Maximizing Revenue with Optimal Pricing
Suppose an internet store sells t-shirts. Over about one year’s time the business offers many different discounts on their t-shirts in order to gather data. They find that at the price of $30 per t-shirt, they can sell 500 t-shirts per day, and for every dollar they decrease the price, the number of sales increases by 20 t-shirts more per day. What should the price per t-shirt be if revenue is to be maximized? Also, what is the maximum revenue you can hope to generate from selling t-shirts (merely by changing pricing only)?
Here, if one follows the steps mentioned in the last section, we should certainly re-read the problem multiple times, completing step 1, but there really isn’t too much to sketch here for step 2, so we will skip that part of the step. However, we can start identifying all the different quantities given in the problem.
Our quantities are: number of sales \(s\) , price per shirt \(p\), amount of price decrease \(x\), and revenue \(r\). We want to maximize revenue, so we will need to build a function for revenue based on these other quantities, which in turn, will be based on the one thing we control: amount of price decrease.
We know in this situation that \(revenue = (price\ per\ shirt) \cdot (number\ of\ sales)\), or, using our symbols
$$r = p\cdot s$$
We want \(r\) to be a function only of \(x\) (i.e. a function in terms of what we control: how much we decrease the price). So we need to write \(p\) and \(s\) in terms of \(x\) to make this happen.
Note that we started our pricing at 30$ per shirt, and we are reducing our price by \(x\), so based on whatever \(x\) is, our price per shirt is given by
$$p(x)=30-x$$
We also know from the problem that for every dollar \(x\) we drop the price, the number of sales per day increases by 20, starting at 500 if we don’t decrease the price at all. Thus, our expression for \(s\) in terms of \(x\) is given by:
$$s(x)=500+20x$$
This completes step 3. To handle step 4, simple take your \(p(x)\) and \(s(x)\) and plug it into your revenue function. You will get:
$$\begin{align}r(x)=(30-x)(500+20x)\\&=-20x^2+100x+15000\end{align}$$
This completes step 4. For step 5, we find the critical points of \(r\) and find us the value for \(x\) where revenue is maximized (i.e. find a local max).
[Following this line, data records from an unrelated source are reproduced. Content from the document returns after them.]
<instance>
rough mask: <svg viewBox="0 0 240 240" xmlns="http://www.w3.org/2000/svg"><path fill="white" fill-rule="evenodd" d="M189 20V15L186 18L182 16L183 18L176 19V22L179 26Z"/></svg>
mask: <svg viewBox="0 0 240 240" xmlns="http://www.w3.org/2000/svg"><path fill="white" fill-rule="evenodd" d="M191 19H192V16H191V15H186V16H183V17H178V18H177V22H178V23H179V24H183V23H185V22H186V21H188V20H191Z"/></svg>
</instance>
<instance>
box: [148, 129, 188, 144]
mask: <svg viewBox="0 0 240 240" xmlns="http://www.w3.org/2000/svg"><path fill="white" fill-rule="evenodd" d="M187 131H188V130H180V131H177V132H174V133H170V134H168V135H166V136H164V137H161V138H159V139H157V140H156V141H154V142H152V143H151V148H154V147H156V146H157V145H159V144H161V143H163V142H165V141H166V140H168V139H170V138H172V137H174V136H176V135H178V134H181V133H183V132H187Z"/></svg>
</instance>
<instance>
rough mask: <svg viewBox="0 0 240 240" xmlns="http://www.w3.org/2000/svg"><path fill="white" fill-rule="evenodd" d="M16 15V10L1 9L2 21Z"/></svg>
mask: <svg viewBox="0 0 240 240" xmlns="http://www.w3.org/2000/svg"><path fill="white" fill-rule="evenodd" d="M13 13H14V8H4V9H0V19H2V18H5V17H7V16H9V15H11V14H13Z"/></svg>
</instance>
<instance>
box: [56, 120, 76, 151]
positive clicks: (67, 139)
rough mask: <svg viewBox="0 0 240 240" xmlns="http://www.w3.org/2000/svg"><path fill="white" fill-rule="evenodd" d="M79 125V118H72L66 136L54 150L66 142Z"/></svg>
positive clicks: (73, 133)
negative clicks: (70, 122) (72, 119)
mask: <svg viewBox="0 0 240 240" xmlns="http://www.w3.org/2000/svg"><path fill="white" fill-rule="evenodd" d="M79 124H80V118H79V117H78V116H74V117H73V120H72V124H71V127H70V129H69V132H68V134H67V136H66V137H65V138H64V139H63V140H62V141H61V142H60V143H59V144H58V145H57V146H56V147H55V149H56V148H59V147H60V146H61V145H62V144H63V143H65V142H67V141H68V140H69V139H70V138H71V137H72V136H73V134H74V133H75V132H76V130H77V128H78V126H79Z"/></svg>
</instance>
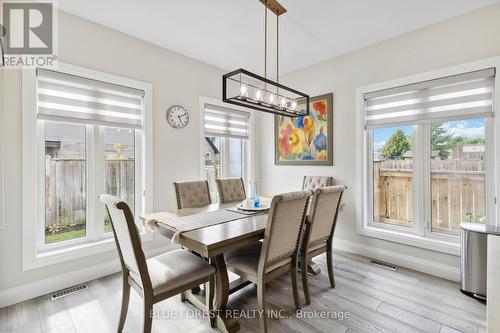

The work for finding the critical points and classifying them is shown below in case you want to see it all worked out.
By the above work, we found that the only critical point is at \(x=2.5\) (end of step 5). This indicates that we need to reduce the price to $27.50 (i.e. a $2.50 reduction) to maximize revenue. If we DID price our shirts at $27.50, our maximum possible revenue per day would be
$$r(2.5)=-20(2.5)^2+100(2.5)+15000=15,125$$
(End of step 6)
If you’re curious, you can compare that to what the business was bringing in at its original pricing:
$$r(0)=-20(0)^2+100(0)+15000 = 15000$$
It’s a small difference, but a few minutes of calculation just earned your business an extra 125$ per day.